Il Consiglio europeo ha deciso di prorogare il mandato della missione civile dell’UE EUCAP Sahel-Mali fino al 31 gennaio 2023 stanziando allo scopo un bilancio di oltre 89 milioni di euro per il periodo dal 15 gennaio 2021 al 31 gennaio 2023. Questa volta, però, non si tratta tuttavia di un rituale prolungamento di una scadenza; viste le recenti mutazioni della situazione nel Mali e nel Sahel, è stato deciso di adeguare il mandato della missione per migliorare la sua capacità di assistere e consigliare le forze di sicurezza interna del Mali sostenendo una graduale ridistribuzione delle autorità amministrative civili del paese. Inoltre, gli obiettivi della cellula di consulenza e coordinamento regionale sono stati adattati per migliorare la cooperazione e il coordinamento con gli Stati componenti e le strutture dell’organizzazione regionale G5 Sahel (Mali, Mauritania, Chad, Burkina Faso, Niger) e la regionalizzazione dell’azione della CSDPC (Common Security and Defence Policy) dell’UE che comprende, come parte dell’approccio integrato dell’Unione alla sicurezza e allo sviluppo nel Sahel: la EUTM-Mali, che addestra le Forze armate maliane e la EUCAP SahelNiger (vero gemello della EUCAP Sahel-Mali), che sostiene la lotta contro la criminalità organizzata e il terrorismo in Niger.

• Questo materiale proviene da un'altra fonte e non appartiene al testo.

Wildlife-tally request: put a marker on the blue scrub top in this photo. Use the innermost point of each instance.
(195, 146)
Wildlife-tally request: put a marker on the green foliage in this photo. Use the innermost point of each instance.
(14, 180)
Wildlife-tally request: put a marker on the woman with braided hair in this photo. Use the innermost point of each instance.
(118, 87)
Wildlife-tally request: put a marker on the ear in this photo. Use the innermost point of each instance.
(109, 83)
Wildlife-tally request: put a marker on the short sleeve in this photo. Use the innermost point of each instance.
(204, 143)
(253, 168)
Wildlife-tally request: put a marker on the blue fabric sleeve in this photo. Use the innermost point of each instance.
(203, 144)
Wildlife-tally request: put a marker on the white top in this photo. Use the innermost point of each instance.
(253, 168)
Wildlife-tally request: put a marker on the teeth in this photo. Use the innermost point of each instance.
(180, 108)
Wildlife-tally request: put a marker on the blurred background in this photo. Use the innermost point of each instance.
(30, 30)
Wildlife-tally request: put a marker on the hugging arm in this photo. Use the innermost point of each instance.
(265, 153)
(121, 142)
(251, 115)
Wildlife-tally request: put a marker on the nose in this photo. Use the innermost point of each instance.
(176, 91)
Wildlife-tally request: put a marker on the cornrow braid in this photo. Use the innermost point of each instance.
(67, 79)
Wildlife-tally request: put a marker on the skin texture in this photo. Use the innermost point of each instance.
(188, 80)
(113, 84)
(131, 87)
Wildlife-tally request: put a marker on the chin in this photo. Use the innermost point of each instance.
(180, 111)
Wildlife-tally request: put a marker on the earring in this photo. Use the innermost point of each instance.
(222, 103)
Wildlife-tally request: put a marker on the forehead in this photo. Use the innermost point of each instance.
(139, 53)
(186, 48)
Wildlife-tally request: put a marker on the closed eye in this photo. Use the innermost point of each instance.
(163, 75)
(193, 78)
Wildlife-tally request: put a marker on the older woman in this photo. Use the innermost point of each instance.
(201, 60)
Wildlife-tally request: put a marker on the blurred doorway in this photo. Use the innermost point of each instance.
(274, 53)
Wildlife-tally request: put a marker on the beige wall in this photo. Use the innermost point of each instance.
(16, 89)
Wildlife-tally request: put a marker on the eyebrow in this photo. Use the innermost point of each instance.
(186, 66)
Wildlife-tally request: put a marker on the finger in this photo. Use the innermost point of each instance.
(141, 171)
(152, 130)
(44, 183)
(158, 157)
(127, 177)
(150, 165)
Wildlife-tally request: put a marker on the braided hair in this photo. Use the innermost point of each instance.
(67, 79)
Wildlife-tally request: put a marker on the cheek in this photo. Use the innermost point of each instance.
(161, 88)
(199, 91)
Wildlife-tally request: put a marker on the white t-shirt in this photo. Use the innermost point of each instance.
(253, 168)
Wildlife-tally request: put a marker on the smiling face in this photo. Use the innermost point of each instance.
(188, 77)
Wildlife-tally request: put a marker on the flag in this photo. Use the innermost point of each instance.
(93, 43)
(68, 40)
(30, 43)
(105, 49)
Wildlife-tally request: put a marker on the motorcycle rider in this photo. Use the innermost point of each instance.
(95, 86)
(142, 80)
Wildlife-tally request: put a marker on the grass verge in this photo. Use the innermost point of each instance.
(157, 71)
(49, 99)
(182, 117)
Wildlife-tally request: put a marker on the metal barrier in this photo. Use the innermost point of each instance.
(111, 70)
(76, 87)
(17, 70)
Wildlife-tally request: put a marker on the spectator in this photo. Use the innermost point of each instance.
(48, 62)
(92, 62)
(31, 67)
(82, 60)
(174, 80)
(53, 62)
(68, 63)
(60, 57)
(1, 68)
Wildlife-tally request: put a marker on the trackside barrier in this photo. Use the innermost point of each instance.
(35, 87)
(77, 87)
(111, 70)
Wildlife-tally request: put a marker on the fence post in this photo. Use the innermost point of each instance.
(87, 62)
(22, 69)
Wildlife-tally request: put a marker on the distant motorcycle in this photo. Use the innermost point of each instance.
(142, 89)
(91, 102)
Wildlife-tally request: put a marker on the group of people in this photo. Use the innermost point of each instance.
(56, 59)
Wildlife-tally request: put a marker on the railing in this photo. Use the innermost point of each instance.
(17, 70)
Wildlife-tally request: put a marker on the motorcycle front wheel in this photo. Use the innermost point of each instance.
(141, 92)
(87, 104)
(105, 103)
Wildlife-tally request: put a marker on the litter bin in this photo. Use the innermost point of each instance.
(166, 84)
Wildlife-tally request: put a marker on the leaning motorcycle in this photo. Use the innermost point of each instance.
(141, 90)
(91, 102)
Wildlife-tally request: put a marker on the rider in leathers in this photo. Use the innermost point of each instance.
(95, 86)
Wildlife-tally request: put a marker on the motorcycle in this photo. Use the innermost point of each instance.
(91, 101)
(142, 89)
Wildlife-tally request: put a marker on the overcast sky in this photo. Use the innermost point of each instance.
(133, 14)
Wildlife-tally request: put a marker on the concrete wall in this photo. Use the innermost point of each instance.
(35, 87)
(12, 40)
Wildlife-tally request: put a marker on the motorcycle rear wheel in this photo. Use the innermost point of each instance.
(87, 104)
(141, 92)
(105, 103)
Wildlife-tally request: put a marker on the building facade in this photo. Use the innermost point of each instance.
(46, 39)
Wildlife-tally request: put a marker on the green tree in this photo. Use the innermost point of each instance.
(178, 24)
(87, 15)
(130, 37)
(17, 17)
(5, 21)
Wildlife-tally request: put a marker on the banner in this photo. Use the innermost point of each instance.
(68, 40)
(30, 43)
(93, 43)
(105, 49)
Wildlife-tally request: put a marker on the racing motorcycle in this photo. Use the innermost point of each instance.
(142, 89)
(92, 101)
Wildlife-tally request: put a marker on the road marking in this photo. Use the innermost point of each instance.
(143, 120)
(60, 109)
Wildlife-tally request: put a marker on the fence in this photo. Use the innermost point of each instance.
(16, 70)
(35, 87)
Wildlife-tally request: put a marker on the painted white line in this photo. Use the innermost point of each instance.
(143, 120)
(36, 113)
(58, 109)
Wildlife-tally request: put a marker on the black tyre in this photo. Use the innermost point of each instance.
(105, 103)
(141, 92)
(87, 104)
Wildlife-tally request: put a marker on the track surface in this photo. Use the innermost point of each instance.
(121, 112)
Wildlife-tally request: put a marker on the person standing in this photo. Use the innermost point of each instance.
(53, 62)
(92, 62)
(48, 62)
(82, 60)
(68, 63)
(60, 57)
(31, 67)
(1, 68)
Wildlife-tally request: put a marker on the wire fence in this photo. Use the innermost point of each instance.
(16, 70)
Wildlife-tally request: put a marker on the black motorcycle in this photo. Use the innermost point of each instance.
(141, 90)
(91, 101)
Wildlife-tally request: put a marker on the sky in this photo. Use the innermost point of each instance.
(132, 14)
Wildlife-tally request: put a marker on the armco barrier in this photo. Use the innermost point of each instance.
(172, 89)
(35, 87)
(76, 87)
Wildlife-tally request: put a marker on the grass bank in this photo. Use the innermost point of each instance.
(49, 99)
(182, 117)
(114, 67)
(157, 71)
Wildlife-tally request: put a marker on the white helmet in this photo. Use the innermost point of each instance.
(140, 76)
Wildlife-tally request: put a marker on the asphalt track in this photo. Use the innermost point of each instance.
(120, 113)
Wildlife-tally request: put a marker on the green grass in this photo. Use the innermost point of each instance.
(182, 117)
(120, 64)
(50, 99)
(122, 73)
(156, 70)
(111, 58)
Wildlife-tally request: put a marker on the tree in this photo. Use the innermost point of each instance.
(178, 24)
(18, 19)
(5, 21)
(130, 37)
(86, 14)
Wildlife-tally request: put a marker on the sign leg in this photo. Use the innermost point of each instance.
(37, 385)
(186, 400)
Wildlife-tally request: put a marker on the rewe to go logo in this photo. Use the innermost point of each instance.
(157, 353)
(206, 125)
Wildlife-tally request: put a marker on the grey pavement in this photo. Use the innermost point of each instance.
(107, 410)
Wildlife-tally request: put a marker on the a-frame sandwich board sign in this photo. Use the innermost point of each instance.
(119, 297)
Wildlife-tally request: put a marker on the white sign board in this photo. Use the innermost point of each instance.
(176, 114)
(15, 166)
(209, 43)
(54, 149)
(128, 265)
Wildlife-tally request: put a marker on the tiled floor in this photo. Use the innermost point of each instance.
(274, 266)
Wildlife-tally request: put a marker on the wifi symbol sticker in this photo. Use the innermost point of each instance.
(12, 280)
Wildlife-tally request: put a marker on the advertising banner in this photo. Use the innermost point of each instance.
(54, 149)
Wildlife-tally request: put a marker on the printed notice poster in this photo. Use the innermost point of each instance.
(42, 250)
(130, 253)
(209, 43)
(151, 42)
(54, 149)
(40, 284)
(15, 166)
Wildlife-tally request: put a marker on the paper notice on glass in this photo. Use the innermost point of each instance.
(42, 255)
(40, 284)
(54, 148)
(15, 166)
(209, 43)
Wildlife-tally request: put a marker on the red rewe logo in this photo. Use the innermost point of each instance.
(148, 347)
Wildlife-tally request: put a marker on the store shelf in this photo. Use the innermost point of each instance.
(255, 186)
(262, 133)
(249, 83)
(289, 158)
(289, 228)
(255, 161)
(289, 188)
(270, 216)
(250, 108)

L’EUCAP Sahel-Mali, è utile ricordarlo, in quanto è una piccola sconosciuta realtà del già poco noto universo delle missioni esterne dell’Unione, è una operazione civile, ha il suo QG a Bamako ed è operativa dal gennaio 2015 a seguito di un invito ufficiale del governo maliano ad assistere le forze di sicurezza interna nel riaffermare l’autorità del governo in tutto il paese, sulla scia della crisi del nord del Mali, che aveva lasciato ampie parti del paese sotto il controllo di varie fazioni islamiste, movimenti separatisti tuareg che puntavano alla costituzione dell’Azawad e gruppi criminali. L’EUCAP Sahel-Mali fornisce assistenza e consulenza alle tre componenti della sicurezza interna maliana (polizia, gendarmeria e guardia nazionale) nell’attuazione della SSR (Security Sector Reform) in stretto coordinamento con altri partner internazionali, tra cui la delegazione dell’UE e la missione dell’ONU (MINUSMA). Accanto all’estensione e ampliamento della EUCAP Sahel-Mali è stato designato, con un mandato annuale, Hervé Flahaut, dirigente generale della polizia francese con oltre 30 anni di esperienza professionale.